Writing this short guide becuase other guides reference outdated Android Studio versions and do not correctly outline all steps

Preamble

I am writing this guide based on the my setup: Windows 11, Android Studio Hedgehog | 2023.1.1 Patch 1.
As all software described in this post have versions for other OS’s, this guide may also work for them.

Installing mitmproxy

Install it from here.

mitmproxy – an interactive HTTPS proxy

If you want a tool to automatically generate a REST API reference, then also install mitmproxy2swagger.

alufers/mitmproxy2swagger: Automagically reverse-engineer REST APIs via capturing traffic (github.com)

Launching mitmweb

mitmweb is just a frontend for mitmproxy featuring a convenient web UI.
I could not launch it from the start menu shortcut, instead I needed to manually launch it from a command prompt

Preparing Android Studio and AVD

Install an Android 6.0 virtual device. Later Android versions do not allow user certificates to be used for all traffic system wide, instead requiring the app to choose a specific user certificate.

mitmproxy depends on routing AVD traffic through a proxy. Later versions of AVD removed the option to set a proxy. To bring it back:

  • Open the Android Studio global settings window
  • Navigate to Tools -> Emulator
  • Uncheck the option to “Launch in a tool window”

Then set the proxy settings:

  • Open the running AVD settings window
  • Navigate to Settings, and then select the Proxy tab
  • Choose “Manual proxy configurration”
  • Enter 127.0.0.1 as the host name and 8080 for the port

Installing the user certificate

Launch the AVD

Open the web browser, and navigate to “mitm.it”

Click on the button to get certificate next to the Android category

Give the certificate any name you like, and save it.

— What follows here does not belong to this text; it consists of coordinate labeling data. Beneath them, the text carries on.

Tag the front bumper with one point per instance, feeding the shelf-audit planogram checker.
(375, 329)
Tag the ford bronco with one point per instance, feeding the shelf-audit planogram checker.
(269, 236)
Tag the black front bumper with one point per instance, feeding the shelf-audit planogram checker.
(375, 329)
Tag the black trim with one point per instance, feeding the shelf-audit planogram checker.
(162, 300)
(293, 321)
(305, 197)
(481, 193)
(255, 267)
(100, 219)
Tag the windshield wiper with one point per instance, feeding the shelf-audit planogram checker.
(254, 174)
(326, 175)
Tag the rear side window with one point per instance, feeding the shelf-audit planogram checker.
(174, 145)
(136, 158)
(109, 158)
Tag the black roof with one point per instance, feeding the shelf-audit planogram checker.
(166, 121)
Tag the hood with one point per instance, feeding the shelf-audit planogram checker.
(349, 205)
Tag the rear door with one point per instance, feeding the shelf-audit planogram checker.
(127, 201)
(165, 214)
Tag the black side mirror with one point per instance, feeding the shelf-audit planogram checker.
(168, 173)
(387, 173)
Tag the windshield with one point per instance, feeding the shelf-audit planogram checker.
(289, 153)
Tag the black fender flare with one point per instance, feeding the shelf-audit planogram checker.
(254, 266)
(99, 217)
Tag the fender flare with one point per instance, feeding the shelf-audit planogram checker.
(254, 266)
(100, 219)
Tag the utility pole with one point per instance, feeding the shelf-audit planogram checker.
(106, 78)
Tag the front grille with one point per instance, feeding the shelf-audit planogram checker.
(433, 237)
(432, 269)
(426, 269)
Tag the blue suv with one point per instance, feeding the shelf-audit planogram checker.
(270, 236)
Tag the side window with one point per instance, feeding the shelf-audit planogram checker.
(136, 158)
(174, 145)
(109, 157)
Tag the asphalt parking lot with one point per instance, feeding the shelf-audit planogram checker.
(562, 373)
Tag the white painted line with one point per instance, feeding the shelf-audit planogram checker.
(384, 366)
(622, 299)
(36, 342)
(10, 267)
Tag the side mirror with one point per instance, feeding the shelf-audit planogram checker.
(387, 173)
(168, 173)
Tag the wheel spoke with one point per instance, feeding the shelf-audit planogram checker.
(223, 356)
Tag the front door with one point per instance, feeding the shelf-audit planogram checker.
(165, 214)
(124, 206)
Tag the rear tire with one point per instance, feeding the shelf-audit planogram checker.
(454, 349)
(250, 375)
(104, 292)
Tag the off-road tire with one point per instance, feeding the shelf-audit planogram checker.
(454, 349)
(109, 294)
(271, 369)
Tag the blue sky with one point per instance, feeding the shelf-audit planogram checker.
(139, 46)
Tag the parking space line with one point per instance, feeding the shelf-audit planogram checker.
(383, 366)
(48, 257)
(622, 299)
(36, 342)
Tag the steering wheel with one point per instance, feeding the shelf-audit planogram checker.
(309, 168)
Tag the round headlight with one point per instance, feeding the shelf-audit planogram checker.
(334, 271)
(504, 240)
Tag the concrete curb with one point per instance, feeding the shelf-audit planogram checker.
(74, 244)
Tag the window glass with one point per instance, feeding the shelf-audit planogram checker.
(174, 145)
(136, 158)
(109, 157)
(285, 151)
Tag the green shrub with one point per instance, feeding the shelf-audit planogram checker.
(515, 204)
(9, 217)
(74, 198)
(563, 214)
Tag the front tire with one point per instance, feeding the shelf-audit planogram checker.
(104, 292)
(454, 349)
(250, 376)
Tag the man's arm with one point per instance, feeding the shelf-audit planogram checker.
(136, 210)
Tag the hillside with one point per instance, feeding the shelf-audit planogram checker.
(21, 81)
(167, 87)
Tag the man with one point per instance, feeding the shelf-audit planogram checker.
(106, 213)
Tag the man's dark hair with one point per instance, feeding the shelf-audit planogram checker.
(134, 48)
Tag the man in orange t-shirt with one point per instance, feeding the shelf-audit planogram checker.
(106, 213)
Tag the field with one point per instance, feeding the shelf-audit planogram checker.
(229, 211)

You have now completed setting up AVD with mitmproxy!

Testing the proxy

Navigate to any website in the AVD web browser. You should see traffic start to appear in mitmweb.

Notes

Why not use the Android Studio built in proxy settings?

The built in proxy settings would route all Android Studio through the mitmproxy, which would pollute the logs with:

  • Version control
  • Update checks
  • Gradle / Maven activities
  • Documentation fetches
  • etc

This is still a viable approach if you used the filter settings in mitmproxy, but for API’s that reference multiple domains this is a little trickier.